195  Computational Graphs

A computational graph is the central data structure behind modern machine learning frameworks. It records how an output is produced from inputs through a sequence of primitive operations, and it turns differentiation, scheduling, and optimization into problems on a directed graph. Understanding computational graphs clarifies why automatic differentiation is exact rather than numerical, why some frameworks feel rigid while others feel like ordinary programming, and how compilers extract performance from a model that was written without any thought for hardware.

195.1 1. Nodes, Edges, and the Structure of Computation

A computational graph is a directed acyclic graph (DAG) \(G = (V, E)\). Each node \(v \in V\) represents either an input value, a constant, a parameter, or a primitive operation such as addition, matrix multiplication, or a nonlinearity. Each directed edge \((u, v) \in E\) indicates that the value produced at node \(u\) is consumed as an argument by node \(v\). Because data flows from producers to consumers and a value cannot depend on itself, the graph is acyclic, which guarantees that a topological order exists.

Consider the scalar expression \(L = (x w + b - y)^2\), a single squared error term. We decompose it into primitives:

t1 = x * w      # multiply
t2 = t1 + b     # add
t3 = t2 - y     # subtract
L  = t3 * t3    # square

The nodes are \(\{x, w, b, y, t_1, t_2, t_3, L\}\) and the edges encode the dependencies, for example \(x \to t_1\) and \(w \to t_1\). Each intermediate node stores both the operation it performs and, at execution time, the cached value it produced. This caching matters: the same intermediate can feed several downstream nodes, and storing it once avoids recomputation.

The granularity of a node is a design choice. A graph may be coarse, with a whole layer such as \(\text{LayerNorm}\) as one node, or fine, with elementwise multiply and reduce-sum as separate nodes. Coarse graphs are easier to reason about and map cleanly to optimized library kernels. Fine graphs expose more structure to a compiler and allow operation fusion. Frameworks usually expose a coarse user level graph that is lowered into a finer internal representation before optimization.

Two structural properties are worth naming. First, a topological order is any ordering of \(V\) such that every edge points from an earlier node to a later node. Forward evaluation visits nodes in topological order. Second, the reverse topological order is what gradient computation uses, because a gradient at a node depends on gradients at all of its consumers.
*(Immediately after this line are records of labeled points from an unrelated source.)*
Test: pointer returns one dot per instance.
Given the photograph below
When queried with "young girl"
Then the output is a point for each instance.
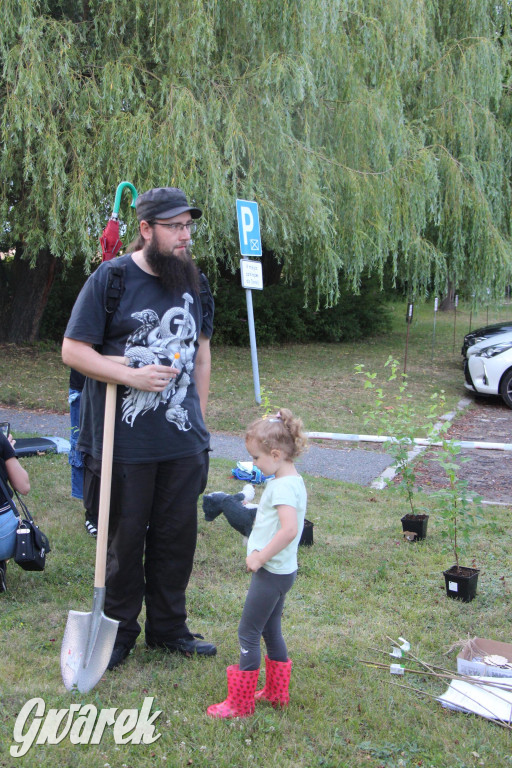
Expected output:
(274, 443)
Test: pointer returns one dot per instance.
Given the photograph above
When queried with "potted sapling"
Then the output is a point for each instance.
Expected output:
(396, 417)
(459, 510)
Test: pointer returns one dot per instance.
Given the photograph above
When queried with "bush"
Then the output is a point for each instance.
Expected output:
(280, 315)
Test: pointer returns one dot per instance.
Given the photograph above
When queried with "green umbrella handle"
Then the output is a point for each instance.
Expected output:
(119, 192)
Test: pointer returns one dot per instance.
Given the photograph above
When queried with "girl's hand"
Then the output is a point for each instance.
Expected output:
(254, 561)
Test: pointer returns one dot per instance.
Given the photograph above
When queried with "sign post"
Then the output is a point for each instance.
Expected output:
(251, 272)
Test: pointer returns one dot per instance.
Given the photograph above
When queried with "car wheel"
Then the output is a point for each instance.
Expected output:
(506, 388)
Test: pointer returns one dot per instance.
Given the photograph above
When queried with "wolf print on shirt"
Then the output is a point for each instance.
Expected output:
(169, 341)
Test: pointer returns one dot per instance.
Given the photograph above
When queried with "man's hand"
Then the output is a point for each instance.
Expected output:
(151, 378)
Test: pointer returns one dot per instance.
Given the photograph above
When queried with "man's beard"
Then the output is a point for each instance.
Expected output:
(176, 273)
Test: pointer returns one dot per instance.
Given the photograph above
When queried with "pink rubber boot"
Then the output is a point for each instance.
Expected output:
(276, 683)
(241, 690)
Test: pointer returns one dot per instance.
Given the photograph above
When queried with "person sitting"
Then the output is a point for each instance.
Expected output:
(13, 474)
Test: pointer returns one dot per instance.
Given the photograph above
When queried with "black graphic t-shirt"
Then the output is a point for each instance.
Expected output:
(150, 326)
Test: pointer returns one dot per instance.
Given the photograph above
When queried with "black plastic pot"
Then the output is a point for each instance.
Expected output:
(415, 524)
(461, 584)
(306, 540)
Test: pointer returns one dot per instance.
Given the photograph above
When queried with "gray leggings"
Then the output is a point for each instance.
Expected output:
(262, 616)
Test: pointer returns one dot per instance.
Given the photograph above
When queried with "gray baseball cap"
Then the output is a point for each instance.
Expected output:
(164, 203)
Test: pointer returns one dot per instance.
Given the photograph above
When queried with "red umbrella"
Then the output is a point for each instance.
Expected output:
(110, 241)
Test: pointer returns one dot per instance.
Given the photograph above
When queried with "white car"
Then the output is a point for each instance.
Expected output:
(502, 336)
(480, 335)
(489, 370)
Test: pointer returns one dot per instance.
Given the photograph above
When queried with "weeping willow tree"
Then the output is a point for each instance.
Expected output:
(374, 136)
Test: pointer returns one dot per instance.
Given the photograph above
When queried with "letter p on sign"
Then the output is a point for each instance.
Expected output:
(248, 227)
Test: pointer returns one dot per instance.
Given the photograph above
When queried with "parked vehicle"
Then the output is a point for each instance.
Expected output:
(489, 370)
(482, 334)
(495, 338)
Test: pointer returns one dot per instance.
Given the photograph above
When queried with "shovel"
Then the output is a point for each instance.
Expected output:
(89, 637)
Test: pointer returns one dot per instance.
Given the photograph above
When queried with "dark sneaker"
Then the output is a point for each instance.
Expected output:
(91, 528)
(188, 645)
(119, 655)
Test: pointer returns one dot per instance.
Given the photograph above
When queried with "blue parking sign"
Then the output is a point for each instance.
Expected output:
(248, 227)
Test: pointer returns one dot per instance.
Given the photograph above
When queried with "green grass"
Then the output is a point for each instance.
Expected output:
(358, 584)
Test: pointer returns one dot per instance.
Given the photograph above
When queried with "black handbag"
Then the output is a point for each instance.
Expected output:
(32, 544)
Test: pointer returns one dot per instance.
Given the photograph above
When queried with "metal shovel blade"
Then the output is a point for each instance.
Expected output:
(89, 637)
(83, 667)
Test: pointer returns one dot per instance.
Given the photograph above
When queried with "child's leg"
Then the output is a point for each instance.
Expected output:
(264, 603)
(272, 633)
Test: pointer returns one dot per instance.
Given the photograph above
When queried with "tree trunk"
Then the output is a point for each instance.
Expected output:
(23, 310)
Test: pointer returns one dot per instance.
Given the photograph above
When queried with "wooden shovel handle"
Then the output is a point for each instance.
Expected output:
(106, 484)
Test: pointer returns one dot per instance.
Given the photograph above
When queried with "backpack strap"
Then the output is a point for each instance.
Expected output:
(113, 292)
(207, 304)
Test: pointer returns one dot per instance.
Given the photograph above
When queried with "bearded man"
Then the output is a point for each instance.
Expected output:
(162, 328)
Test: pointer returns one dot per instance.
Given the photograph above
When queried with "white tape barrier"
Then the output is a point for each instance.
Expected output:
(415, 440)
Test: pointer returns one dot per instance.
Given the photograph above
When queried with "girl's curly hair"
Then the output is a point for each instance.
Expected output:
(283, 431)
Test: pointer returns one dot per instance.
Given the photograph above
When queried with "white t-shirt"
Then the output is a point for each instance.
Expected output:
(288, 490)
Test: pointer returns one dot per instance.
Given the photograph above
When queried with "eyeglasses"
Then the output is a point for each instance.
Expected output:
(178, 227)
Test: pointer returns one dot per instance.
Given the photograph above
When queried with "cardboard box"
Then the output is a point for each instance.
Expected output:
(470, 659)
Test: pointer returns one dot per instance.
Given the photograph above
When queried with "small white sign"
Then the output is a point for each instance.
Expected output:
(252, 274)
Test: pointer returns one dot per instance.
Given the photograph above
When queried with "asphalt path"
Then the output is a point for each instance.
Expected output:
(334, 461)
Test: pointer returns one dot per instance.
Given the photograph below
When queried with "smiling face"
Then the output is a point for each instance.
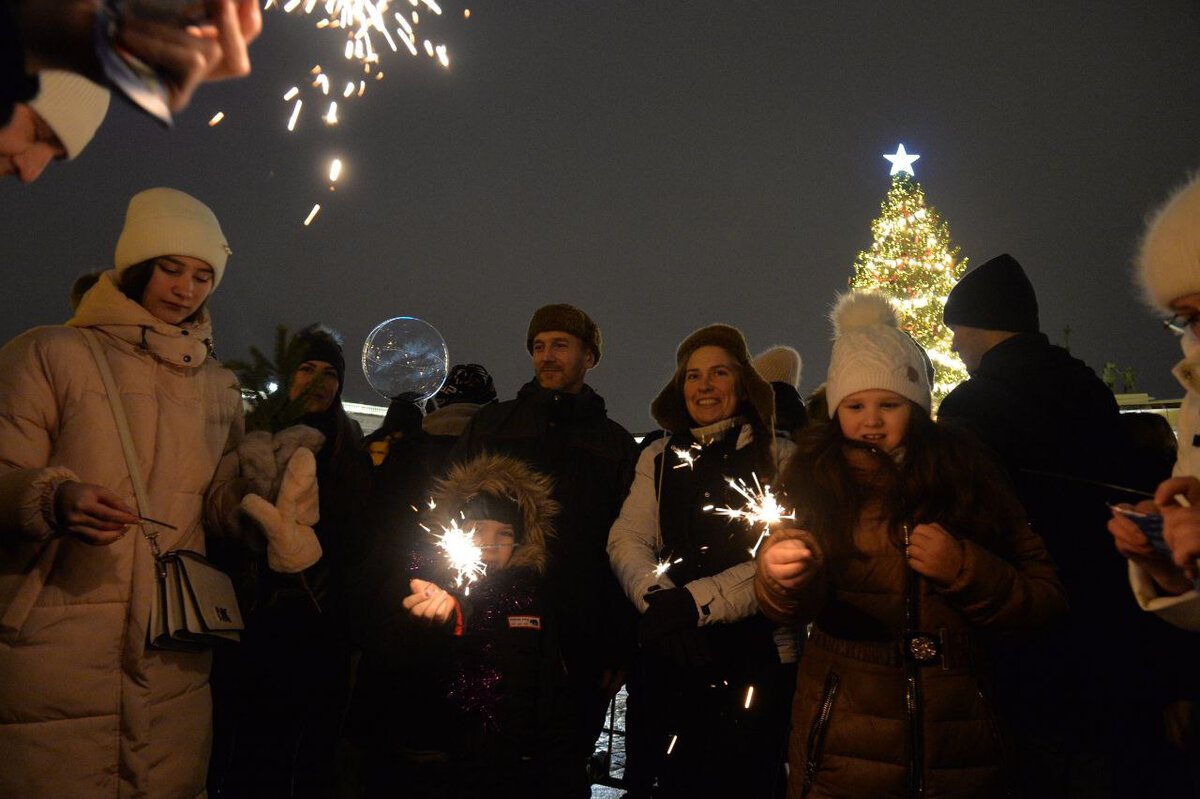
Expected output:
(875, 416)
(28, 145)
(496, 540)
(561, 361)
(712, 385)
(177, 288)
(319, 379)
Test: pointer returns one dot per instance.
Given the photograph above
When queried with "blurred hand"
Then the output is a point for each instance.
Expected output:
(94, 514)
(935, 553)
(429, 602)
(786, 563)
(1133, 545)
(189, 56)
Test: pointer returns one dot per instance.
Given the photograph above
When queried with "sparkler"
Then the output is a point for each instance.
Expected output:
(463, 556)
(761, 509)
(687, 457)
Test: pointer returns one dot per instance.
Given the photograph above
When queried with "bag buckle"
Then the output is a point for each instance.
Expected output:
(923, 648)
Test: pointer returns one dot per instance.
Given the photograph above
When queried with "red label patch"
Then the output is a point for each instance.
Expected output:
(525, 622)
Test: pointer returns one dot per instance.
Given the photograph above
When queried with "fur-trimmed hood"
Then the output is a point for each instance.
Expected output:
(504, 476)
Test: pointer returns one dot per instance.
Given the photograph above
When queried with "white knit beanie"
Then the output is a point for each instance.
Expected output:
(779, 365)
(168, 222)
(72, 106)
(1169, 258)
(871, 352)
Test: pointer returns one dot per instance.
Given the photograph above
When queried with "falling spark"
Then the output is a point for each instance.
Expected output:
(664, 565)
(760, 509)
(462, 554)
(687, 457)
(295, 114)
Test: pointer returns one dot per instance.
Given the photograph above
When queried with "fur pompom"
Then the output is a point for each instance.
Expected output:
(862, 310)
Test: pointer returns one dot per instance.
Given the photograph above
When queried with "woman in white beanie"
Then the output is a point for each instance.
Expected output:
(1169, 270)
(906, 554)
(87, 708)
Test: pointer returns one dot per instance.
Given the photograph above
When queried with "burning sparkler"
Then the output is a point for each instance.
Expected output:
(463, 556)
(687, 457)
(761, 509)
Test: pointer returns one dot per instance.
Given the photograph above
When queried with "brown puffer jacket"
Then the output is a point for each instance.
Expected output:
(852, 731)
(85, 709)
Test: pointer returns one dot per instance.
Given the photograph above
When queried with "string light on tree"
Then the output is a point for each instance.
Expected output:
(913, 262)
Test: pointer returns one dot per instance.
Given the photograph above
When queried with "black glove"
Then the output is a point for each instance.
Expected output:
(670, 611)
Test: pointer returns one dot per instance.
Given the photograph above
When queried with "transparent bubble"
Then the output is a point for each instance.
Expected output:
(405, 359)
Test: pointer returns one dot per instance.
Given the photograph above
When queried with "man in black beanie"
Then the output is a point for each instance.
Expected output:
(1073, 710)
(558, 424)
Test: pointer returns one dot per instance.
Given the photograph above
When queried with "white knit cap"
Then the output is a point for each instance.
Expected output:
(871, 352)
(72, 106)
(168, 222)
(1169, 258)
(779, 365)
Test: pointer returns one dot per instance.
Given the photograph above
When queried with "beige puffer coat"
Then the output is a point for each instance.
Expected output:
(85, 709)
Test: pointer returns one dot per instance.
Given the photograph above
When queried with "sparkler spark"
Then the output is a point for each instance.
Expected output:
(687, 457)
(761, 509)
(463, 556)
(664, 565)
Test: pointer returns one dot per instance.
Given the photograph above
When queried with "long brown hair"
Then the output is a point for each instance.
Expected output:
(946, 476)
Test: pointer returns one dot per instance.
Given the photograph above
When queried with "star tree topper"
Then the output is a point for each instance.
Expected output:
(901, 161)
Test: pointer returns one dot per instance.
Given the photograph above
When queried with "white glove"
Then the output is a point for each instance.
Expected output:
(292, 546)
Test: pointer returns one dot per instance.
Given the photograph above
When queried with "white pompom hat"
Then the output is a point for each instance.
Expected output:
(871, 352)
(168, 222)
(72, 106)
(1169, 257)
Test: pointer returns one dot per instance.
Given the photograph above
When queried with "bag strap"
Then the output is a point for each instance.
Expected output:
(123, 430)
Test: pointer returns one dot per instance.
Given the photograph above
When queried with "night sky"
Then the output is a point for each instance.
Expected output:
(664, 164)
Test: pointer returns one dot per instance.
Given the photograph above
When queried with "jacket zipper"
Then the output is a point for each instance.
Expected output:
(912, 683)
(816, 736)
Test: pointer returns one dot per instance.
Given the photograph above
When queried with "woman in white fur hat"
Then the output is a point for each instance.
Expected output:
(1169, 271)
(911, 553)
(87, 708)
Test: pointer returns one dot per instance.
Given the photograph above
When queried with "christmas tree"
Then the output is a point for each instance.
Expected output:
(913, 262)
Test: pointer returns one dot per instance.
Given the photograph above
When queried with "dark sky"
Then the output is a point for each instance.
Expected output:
(664, 164)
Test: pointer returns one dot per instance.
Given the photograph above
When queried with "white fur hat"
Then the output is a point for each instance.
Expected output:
(779, 365)
(1169, 258)
(72, 106)
(871, 352)
(168, 222)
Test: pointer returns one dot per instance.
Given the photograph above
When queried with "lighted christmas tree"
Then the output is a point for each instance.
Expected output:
(913, 262)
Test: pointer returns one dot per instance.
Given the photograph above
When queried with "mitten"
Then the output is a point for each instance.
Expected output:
(292, 544)
(256, 462)
(672, 610)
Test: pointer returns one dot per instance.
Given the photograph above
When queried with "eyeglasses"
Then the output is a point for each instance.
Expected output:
(1181, 323)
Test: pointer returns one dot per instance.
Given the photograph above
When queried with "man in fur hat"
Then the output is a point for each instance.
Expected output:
(558, 424)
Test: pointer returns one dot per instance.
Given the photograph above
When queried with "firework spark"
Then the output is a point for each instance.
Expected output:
(664, 565)
(761, 509)
(687, 456)
(463, 556)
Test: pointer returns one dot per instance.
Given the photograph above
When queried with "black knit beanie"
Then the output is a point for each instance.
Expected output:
(319, 343)
(995, 295)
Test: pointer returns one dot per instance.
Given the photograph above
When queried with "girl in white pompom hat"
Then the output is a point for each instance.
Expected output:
(907, 552)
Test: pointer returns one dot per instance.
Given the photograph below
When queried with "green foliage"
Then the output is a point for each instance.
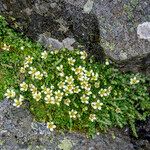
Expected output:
(67, 90)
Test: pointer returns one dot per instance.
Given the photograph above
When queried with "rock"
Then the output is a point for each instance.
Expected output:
(143, 31)
(120, 28)
(56, 44)
(18, 131)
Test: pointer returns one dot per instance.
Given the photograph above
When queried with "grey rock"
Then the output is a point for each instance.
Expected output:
(68, 42)
(56, 44)
(143, 31)
(118, 29)
(28, 135)
(47, 41)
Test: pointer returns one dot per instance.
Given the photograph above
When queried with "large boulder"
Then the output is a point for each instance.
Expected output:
(18, 131)
(120, 28)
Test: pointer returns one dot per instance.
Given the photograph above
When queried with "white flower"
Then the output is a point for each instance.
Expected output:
(73, 114)
(18, 102)
(84, 99)
(92, 117)
(10, 93)
(71, 61)
(23, 86)
(51, 126)
(29, 59)
(134, 81)
(37, 96)
(22, 69)
(97, 105)
(44, 55)
(38, 75)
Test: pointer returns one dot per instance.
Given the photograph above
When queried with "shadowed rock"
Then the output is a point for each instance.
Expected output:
(18, 131)
(116, 26)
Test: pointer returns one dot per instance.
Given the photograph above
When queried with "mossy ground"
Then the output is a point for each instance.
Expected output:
(117, 101)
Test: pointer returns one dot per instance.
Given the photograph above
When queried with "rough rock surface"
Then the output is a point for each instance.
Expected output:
(19, 132)
(117, 26)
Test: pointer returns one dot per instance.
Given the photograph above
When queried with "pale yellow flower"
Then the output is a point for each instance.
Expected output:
(92, 117)
(10, 93)
(44, 55)
(73, 114)
(97, 105)
(37, 96)
(71, 61)
(38, 75)
(51, 126)
(134, 81)
(84, 99)
(23, 86)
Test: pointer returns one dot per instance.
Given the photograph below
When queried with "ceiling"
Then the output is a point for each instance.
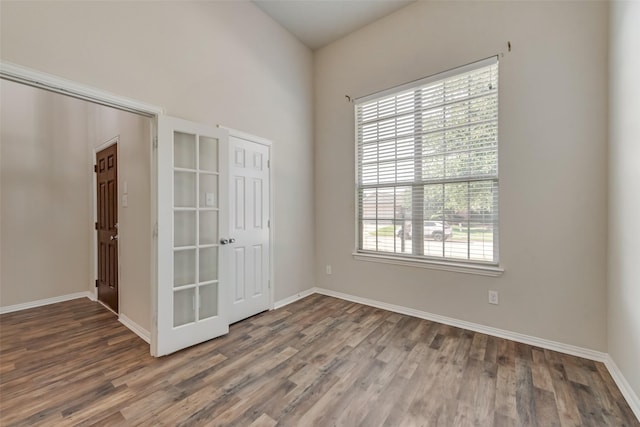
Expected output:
(316, 23)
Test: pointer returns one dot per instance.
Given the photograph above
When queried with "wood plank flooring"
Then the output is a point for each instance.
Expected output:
(318, 362)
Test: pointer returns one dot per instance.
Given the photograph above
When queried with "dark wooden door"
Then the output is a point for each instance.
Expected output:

195.2 2. Static Versus Dynamic Graphs

Frameworks differ in when the graph is constructed relative to when it is executed. This distinction shapes the entire developer experience.

195.2.1 2.1 Static Graphs (Define-and-Run)

In the static, or define-and-run, model the program first builds a complete symbolic graph and then executes it repeatedly with concrete data. TensorFlow 1.x and Theano popularized this style. The user constructs placeholder nodes, wires operations together, and only later feeds numerical arrays through a session. Control flow such as loops and conditionals must be expressed with special graph operators, for example a functional while_loop, because ordinary Python control flow runs only once during graph construction.

The advantage is that the whole computation is known before any number is computed. The framework can analyze the graph globally, allocate memory ahead of time, schedule operations across devices, and apply aggressive compilation. The cost is expressiveness and debuggability. A model whose structure depends on the data, such as a recursive network over a parse tree of varying shape, is awkward to write, and a runtime error surfaces inside the opaque execution engine rather than at the Python line that caused it.

195.2.2 2.2 Dynamic Graphs (Define-by-Run)

In the dynamic, or define-by-run, model the graph is built on the fly as the forward computation executes. Every operation both computes its result and records a node. PyTorch, Chainer, and TensorFlow 2.x eager mode follow this style. Ordinary Python if statements and for loops control the shape of the graph directly, so a different input can produce a different graph on each call.

h = x
for layer in layers:          # ordinary Python loop
    h = relu(layer(h))        # each op appends a node
    if h.norm() > threshold:  # data dependent branch
        h = normalize(h)
loss = mse(h, y)

Define-by-run trades some global optimizability for immediacy. Errors appear at the offending operation, intermediate values can be inspected with a debugger or print statement, and dynamic architectures are expressed in plain code. The historical gap in performance has narrowed because modern frameworks add a tracing or just-in-time compilation step, discussed in Section 5, that recovers a static graph from dynamic code when the structure is stable.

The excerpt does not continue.